From Client Kickoff Meeting to Customer Success: The Customer Adoption Curve
When you a sign a new customer, that customer goes through a journey that is very similar to any change management journey and also famously documented in the Gartner Hype Cycle applicable to the adoption of new technology:
Honeymoon Peak During New Client Kickoff
At first, the customer is very excited about the new “toy” (or service) that they are about to receive. Enthusiasm is at an all-time high and you need to realize this and harness it to orchestrate as much of the next twelve months as you possibly can. It is a good time to:
- Verify and deepen the business goals the organization has.

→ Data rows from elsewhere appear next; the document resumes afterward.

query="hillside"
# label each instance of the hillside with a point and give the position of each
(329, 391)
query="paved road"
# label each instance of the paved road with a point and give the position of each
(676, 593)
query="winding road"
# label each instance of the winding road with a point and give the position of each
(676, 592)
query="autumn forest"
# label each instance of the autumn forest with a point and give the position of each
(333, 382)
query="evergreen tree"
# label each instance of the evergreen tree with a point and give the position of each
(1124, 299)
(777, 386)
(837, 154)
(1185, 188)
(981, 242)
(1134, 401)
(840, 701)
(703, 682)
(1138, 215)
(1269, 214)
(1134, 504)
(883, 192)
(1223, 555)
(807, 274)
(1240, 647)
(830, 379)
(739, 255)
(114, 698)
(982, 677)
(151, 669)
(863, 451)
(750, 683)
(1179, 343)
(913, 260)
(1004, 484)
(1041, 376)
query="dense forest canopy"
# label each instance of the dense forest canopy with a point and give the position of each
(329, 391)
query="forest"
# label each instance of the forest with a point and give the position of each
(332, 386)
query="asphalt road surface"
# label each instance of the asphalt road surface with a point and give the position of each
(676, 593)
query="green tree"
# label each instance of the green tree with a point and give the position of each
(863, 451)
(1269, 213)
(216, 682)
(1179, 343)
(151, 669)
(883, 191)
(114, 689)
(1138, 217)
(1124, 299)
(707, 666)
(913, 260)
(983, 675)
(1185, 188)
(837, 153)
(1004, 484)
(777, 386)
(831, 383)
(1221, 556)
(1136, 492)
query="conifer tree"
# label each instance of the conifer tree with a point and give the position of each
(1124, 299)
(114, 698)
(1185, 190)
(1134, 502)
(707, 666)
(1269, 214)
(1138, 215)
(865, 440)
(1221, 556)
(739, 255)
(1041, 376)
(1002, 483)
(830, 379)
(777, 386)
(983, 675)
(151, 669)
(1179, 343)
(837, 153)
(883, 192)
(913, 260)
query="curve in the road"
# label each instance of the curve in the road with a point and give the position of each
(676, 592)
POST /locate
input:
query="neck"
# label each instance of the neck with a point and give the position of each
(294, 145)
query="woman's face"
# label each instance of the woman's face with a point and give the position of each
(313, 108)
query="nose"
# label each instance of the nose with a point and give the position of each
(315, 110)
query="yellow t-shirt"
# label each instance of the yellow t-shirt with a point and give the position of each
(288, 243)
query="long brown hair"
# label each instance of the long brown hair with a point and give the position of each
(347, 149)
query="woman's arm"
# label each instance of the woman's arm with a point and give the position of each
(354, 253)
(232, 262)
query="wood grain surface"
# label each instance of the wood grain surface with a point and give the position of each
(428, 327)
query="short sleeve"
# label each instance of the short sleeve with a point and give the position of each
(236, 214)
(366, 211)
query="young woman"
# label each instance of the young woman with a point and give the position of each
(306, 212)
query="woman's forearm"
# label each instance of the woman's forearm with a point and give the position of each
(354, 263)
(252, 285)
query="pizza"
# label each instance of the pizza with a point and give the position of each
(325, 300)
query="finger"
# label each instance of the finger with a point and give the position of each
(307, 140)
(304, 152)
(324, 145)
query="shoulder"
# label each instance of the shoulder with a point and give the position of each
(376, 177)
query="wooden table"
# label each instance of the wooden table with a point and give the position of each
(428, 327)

- Orchestrate a joint plan on how you are going to achieve these goals together
- Capitalize on the customer honeymoon by asking for a success story
Most companies think of success stories as ROI stories, but it is as valuable or more valuable to capture the emotional reasons why a customer bought. Think of a short snippet that reads, “Name and title and this company (make it about a PERSON), was experiencing this #pain and was looking at #vendor to solve this problem for these #reasons.” This type of short story shows prospects they are not the only ones with a particular problem and not the only ones looking at you (the vendor) for a solution.
Reality Trough
In almost all cases, customers go through a reality set back some days, weeks, or months into the relationship. Perhaps the product is harder to use than they thought, perhaps they are experiencing some bugs. Whatever the reason, it is not uncommon to experience a down period during or after onboarding.
First Value Slope
Common wisdom says that you better reappear from the Reality Through within three months of deployment, often within one month. You do this by showing results and achieving first value for the customer.
Impact Plateau
Finally, after half a year or less you should have demonstrated real impact on your customers’ business and hopefully the client is now even more deeply satisfied as they were just after purchase. This is a good time to start to plan together for the future. You might organize an “Impact Review” (which some call an executive business review) to plan the next twelve months together and ask for an ROI case study and introductions to others “who might benefit from your solution”.